Evidentemente había sido asesinado. Los brutales mazazos que habían hendido su cabeza y las múltiples perforaciones de arma blanca puestas al descubierto al abrirle la camisa, no dejaban lugar a dudas de lo que había ocurrido con el maestro ebanista.

A estas alturas se nos hace imperioso caer en la infidencia. Al parecer, Santiago Campuzano no era lo que aparentaba. Desde hacía muchos años vivía en discreto concubinato con una mujer llamada Cristina Centeno quien habitaba en el otro extremo de la ciudad, en el barrio El Coyolar. Con ella había procreado cuatro hijos y era evidentemente el amor que hacía dichosos sus años otoñales.

Encima de estos detalles, que hubieran bastado para desacreditarlo ante los ojos de sus más fervorosos admiradores, era un dipsómano.

Todas las noches, cuando al amparo de las sombras de las desiertas calles leonesas regresaba a su casa desde el hogar espurio, lo hacía casi arrastrándose, doblegado por las ingentes dosis de alcohol que circulaban por sus venas.

¿Que al fin y al cabo estas aficiones del maestro Campuzano eran peccata minuta, comunes a casi todos los hombres en el mundo entero? Valga.

Pero si le decimos a usted que el fruto que Blanca Campuzano llevaba en sus entrañas era ni más ni menos el producto de la incestuosa relación que con ella mantenía su padre ¿qué podría argumentar?

Si tiene algún punto en su defensa, díganoslo ahora. Talvez podríamos debatirlo en posterior oportunidad, si es que una aberración de tal naturaleza puede ser justificada y defendida.

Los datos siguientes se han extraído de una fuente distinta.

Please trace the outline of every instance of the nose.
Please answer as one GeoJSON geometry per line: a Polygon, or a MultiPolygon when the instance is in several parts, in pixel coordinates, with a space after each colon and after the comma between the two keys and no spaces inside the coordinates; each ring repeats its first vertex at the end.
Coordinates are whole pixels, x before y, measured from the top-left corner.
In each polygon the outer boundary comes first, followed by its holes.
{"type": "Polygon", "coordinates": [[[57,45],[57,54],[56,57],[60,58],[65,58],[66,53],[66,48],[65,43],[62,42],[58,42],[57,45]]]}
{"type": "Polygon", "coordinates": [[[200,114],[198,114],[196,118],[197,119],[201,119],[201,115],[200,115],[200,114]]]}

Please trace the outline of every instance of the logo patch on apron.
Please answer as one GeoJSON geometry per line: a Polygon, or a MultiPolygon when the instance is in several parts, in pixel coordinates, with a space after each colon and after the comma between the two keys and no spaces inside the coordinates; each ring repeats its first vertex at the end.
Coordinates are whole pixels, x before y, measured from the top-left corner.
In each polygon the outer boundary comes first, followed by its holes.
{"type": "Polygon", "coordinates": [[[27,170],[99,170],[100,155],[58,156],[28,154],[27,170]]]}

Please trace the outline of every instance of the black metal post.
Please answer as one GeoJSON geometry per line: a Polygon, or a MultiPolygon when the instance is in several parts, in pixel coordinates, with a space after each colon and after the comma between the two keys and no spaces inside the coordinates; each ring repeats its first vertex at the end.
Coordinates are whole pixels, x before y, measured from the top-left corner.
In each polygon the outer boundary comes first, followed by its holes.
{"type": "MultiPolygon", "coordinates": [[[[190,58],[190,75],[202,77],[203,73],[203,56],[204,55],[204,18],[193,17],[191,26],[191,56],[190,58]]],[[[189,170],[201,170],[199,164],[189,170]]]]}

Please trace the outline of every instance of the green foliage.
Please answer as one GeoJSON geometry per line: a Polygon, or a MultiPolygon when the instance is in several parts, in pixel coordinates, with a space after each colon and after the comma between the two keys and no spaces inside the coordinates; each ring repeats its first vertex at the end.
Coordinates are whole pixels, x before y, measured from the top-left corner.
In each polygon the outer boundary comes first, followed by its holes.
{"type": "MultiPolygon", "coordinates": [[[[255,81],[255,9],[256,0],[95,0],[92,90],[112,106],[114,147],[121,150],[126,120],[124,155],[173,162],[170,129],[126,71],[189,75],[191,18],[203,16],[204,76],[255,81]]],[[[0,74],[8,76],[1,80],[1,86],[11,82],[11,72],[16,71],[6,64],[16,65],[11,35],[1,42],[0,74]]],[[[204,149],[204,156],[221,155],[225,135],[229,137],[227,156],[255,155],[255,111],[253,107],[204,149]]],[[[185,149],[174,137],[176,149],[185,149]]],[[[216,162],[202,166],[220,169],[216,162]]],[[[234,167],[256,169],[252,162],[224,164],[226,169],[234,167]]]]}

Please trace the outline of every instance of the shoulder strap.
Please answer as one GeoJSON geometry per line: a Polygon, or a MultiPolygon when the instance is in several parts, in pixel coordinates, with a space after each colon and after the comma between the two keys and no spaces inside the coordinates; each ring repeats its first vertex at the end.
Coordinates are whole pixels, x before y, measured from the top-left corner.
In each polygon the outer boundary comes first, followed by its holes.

Esta circunstancia, (el embarazo de Blanca, por supuesto), cambiaba totalmente el panorama que la gente se había formado del interior del hogar de los Campuzano.

La cruda y dolorosa realidad es que aquél era un infierno. Las declaraciones rendidas posteriormente por las dos mujeres se erigieron en el más devastador testimonio de la crueldad y la insania del maestro Campuzano. Su esposa dijo que ambas eran virtualmente prisioneras del hombre, que las maltrataba física y sicológicamente.

La madre dijo que durante 14 años habían soportado la ignominia de convivir bajo el mismo techo con el hombre que abusaba sexualmente de su propia hija desde cuanto ésta tenia once años de edad.

¨Una vez lo sorprendí acostado con la niña. Pero en vez de avergonzarse y hacer propósito de enmienda, me agredió a puntapiés¨, declaró la mujer.

En ambas, madre e hija, unidas ahora por el vínculo del común escarnio del que las hacía víctima su esposo y padre, se fue incubando un sentimiento de venganza o talvez sea más apropiado llamarlo un justo afán de liberación.

Imbuida en esa idea, Gertrudis Campuzano dio los primeros pasos para llevar a término sus propósitos.

Un día de enero del año 1950 se puso en contacto con tres sujetos que al parecer habían sido trabajadores de la carpintería de su esposo para proponerles un pingüe negocio: la eliminación del odiado Campuzano. A cambio, ella les pagaría la suma de un mil córdobas a cada uno (en aquellos años una pequeña fortuna) y una casa igualmente a cada uno de ellos.

Aunque la atractiva oferta fue recibida con beneplácito por los tres hombres, la ejecución del plan tuvo que esperar cuatro meses.